Work underway to install more ‘Michigan lefts’ in Latah Valley

A slice of Michigan is coming to southwest Spokane as crews work to install a second “J-turn” on U.S. Highway 195, this time along the intersection with Meadowlane Road south of the Eagle Ridge development and the Qualchan golf course.

Construction began Monday and is expected to wrap before the end of July.

Spokane first introduced the road design, also known as the “Michigan left” due to its early adoption by that state’s highway agency, to the highway’s intersection with Thorpe Road in 2019.

Elsewhere on the highway, drivers trying to turn left have to hold their breath and cross two lanes of highway-speed traffic before turning and merging.
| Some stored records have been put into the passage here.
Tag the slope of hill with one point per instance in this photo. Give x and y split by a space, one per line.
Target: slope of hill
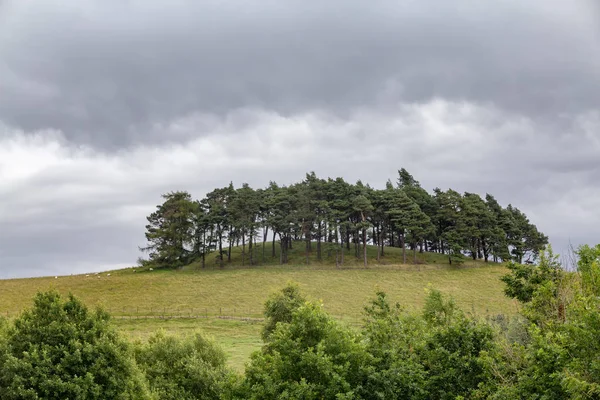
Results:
140 298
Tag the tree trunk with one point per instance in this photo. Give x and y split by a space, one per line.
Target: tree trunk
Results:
281 249
251 250
221 249
243 249
319 234
348 239
365 245
403 244
229 252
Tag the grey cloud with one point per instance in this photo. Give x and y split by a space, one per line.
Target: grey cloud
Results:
106 72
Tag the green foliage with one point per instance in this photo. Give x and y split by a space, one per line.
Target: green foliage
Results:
182 230
60 350
280 307
523 280
170 231
393 369
311 357
183 368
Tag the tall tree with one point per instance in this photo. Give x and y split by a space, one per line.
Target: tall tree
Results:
170 231
363 207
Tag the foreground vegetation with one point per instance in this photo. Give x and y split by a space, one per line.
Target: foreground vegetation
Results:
241 292
60 349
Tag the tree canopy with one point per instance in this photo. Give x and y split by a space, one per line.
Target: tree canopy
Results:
352 216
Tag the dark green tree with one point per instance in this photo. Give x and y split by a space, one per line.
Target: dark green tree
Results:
60 350
170 231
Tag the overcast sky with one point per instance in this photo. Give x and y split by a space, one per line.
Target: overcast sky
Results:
106 104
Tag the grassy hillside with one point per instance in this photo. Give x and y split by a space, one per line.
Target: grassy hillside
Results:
240 291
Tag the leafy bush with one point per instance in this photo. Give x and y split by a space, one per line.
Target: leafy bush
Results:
183 368
60 350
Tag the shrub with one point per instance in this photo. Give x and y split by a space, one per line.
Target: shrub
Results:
60 350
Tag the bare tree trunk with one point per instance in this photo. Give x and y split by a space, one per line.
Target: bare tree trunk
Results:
281 245
251 249
319 234
403 248
243 249
221 249
365 245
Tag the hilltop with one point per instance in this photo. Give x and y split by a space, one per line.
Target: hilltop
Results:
134 295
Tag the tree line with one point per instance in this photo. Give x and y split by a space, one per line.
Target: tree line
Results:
59 349
352 216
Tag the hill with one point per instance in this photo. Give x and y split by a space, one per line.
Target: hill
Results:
142 298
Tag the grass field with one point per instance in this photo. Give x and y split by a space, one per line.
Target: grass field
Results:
241 291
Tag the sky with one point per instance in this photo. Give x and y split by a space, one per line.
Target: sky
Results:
105 105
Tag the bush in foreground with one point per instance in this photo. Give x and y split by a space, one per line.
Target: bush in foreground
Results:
60 350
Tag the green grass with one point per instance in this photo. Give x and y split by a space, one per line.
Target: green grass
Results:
241 291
Installing a J-turn entails blocking off the road to left turns, forcing drivers to turn right, merge into the left lane, and then make a U-turn from a dedicated turning lane that allows drivers to more safely slow down.
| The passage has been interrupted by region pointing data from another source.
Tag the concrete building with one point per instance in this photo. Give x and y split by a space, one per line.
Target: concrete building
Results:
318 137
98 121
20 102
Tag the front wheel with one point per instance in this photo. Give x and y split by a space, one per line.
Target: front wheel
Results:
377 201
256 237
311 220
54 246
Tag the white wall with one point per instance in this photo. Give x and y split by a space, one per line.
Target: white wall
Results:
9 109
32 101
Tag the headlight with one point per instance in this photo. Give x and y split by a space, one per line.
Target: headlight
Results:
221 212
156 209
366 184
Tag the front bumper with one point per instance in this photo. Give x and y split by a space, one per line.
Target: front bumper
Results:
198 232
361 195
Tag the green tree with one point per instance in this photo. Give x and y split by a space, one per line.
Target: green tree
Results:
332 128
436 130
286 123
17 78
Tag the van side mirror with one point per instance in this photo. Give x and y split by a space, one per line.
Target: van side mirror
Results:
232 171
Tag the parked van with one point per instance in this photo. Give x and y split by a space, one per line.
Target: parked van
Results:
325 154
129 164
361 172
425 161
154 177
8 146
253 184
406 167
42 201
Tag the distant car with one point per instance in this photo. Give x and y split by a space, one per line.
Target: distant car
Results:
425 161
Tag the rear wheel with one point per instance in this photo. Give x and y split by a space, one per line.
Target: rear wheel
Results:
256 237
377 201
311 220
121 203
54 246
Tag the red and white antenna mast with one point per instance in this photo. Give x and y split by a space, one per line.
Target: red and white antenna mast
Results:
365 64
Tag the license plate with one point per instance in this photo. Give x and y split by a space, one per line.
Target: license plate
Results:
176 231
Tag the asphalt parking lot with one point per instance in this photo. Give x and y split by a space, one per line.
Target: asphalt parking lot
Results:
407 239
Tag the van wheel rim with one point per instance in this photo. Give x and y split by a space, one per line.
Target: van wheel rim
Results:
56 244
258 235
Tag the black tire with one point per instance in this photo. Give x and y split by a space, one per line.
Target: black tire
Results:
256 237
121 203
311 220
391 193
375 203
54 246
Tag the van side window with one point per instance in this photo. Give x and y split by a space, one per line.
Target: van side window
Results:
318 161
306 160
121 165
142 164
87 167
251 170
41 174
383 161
On Monday, the city of Spokane began construction of two J-turns, one in each direction, to allow safer access to the highway from Meadowlane. The project will include acceleration lanes, allowing turning drivers to more safely get back up to highway speeds, as well as a new sidewalk along Meadowlane between Eagle Ridge Boulevard and Turner Avenue.

“One of the main things is those acceleration and deceleration lanes, which allows that extra space to slow down at a more appropriate pace,” said Kirstin Davis, Spokane Public Works spokeswoman.
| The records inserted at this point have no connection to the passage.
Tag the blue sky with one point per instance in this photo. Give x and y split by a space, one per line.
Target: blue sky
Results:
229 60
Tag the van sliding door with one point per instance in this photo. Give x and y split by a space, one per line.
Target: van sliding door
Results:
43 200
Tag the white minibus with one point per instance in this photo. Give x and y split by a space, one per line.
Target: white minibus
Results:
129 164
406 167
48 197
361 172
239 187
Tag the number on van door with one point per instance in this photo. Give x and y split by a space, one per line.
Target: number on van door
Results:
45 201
Seven years ago, the city pointed to a string of collisions at the Thorpe-195 intersection, some of them fatal, as it built the corridor’s first J-turn. The Meadowlane intersection was the location of nine crashes in 2024, seven in 2025, and one so far this year, according to Washington State Department of Transportation data.

For some, the project has been a long time coming for a highway already strained by existing growth.

Last spring, as tensions between WSDOT and the city mounted over the strain that development in west Spokane was having on an insufficiently improved U.S. 195, agency spokesman Ryan Overton pointed to the Meadowlane intersection as evidence.

“Lastly, the Meadowlane J-Turn comes how many decades after the Eagle Ridge community was constructed?” Overton wrote in a March 2025 email. “It’s taken nearly 20 years for any congestion/safety mitigation by the city at this location.”

The city and the state transportation agency have since improved their working relationship on the corridor, agreeing to a number of infrastructure improvements necessary to make local access to the highway safer.

Elsewhere along the corridor, the city is slowly making progress on the Thorpe Road tunnels under the BNSF Railway line and Fish Lake Trail, for example, which WSDOT previously warned was a connection to U.S. 195 likely to fail as the local population increased. Officials were recently presented with a few alternatives for addressing the narrow tunnel, including possibly digging a new tunnel nearby – though funding hasn’t been secured yet for any of the proposed options, estimated to cost upwards of $55 million.

“That corridor has definitely been a priority for a few years,” Davis said.